Bristol Post (2 Oct, p.12)
Scottish farmers 'to help clear roads' this winter
Transport Scotland, the National Farmers Union and local authorities have agreed a national code of practice to make better use of farmers’ support this winter.
Farming UK (2 Oct)
Staffordshire councillor in food poverty row
A Staffordshire councillor has been criticised after lashing out at claims some people in the UK were "starving".
BBC News (2 Oct)
School earns award for growing food
Ravenscliffe School has got a silver award for Food For Life Partnership - to reward their work with children who source and grow their own food and then cook it.
Halifax Courier (2 Oct)
Find out more about the Food for Life Partnership
India's peasant farmers gather for protest march on Delhi
Activists want to highlight the plight of India's landless, who have been swept aside by rapid industrialisation
The Guardian (2 Oct)
Farmers used to growing grain or raising livestock are being urged to consider algae as a farm crop
Science writer Julian Cribb presented his idea to the International Rural Network conference at Whyalla in South Australia, saying algae farming can provide fuel and the food supply for fish farming.
ABC News (3 Oct)
Food manufacturers need a proper ‘agri-food strategy’

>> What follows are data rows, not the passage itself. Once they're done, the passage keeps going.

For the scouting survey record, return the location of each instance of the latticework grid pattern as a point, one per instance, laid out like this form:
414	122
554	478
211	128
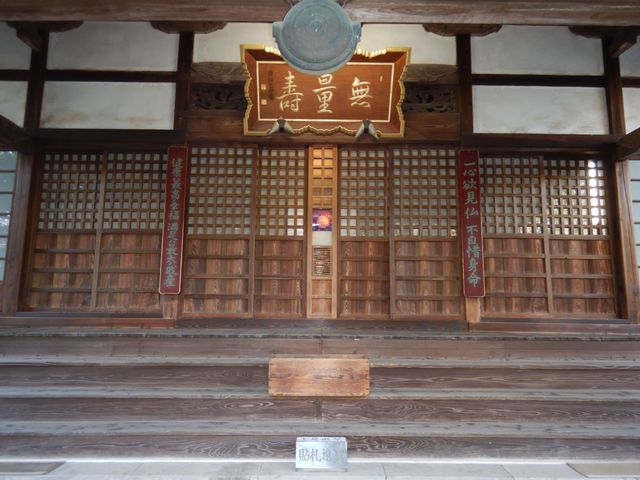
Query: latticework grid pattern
70	190
512	195
363	192
424	192
134	191
280	192
322	176
220	192
577	203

Skills, research and development (R&D) and access to funding need to be combined into a ‘proper agri-food strategy’ in order to feed people in Britain and abroad in the years to come. That was the consensus of a debate held at the Labour Party Conference, featuring shadow secretary of state for Defra, Mary Creagh , NFU deputy president Meurig Raymond and director general of the Food and Drink Federation, Melanie, Leech.
Food Manufacture (2 Oct)
Scientists at Cambridge University have identified 16 species which could be the next big invaders of the English countryside, among them Killer Shrimp and Quagga Mussels. Farming must shed its manual labour image in order to bridge a looming skills gap according to the principal of Easton College in Norfolk. Two Northern Ireland Assembly members are calling for breathing masks to be developed for farmers to use in slurry storage areas.